Aesculin, also called æsculin or esculin, is a coumarin glucoside that naturally occurs in the trees horse chestnut (Aesculus hippocastanum), California buckeye (Aesculus californica), prickly box (Bursaria spinosa), and daphnin (the dark green resin of Daphne mezereum). It is also found in dandelion coffee.

Medical uses 
As medication, aesculin is sometimes used as a vasoprotective agent.

Aesculin is also used in a microbiology laboratory to aid in the identification of bacterial species (especially Enterococci and Listeria). In fact, all strains of Group D Streptococci hydrolyze æsculin in 40% bile.

Aesculin hydrolysis test 
Aesculin is incorporated into agar with ferric citrate and bile salts (bile aesculin agar). Hydrolysis of aesculin forms aesculetin (6,7-dihydroxycoumarin) and glucose.
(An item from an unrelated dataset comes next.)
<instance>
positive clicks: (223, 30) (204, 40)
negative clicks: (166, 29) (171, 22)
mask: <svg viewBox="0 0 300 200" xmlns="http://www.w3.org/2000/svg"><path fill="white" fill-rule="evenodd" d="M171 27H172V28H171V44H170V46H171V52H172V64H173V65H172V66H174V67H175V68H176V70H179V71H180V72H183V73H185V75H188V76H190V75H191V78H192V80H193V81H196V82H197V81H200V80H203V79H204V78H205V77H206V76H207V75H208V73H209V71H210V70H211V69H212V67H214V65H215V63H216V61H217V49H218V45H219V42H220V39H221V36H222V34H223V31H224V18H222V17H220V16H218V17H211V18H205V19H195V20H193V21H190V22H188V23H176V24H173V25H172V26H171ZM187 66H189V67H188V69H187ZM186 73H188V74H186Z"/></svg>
Aesculetin forms dark brown or black complexes with ferric citrate, allowing the test to be read.

The bile aesculin agar is streaked and incubated at  for 24 hours. The presence of a dark brown or black halo indicates that the test is positive. A positive test can occur with Enterococcus, Aerococcus, and Leuconostoc. Aesculin will fluoresce under long wave ultraviolet light (360 nm) and hydrolysis of aesculin results in loss of this fluorescence.

Enterococcus will often flag positive within four hours of the agar being inoculated.

Warnings
Aesculin ingestion can produce stomach ache, spasms, diarrhea, disorientation and even death at high doses.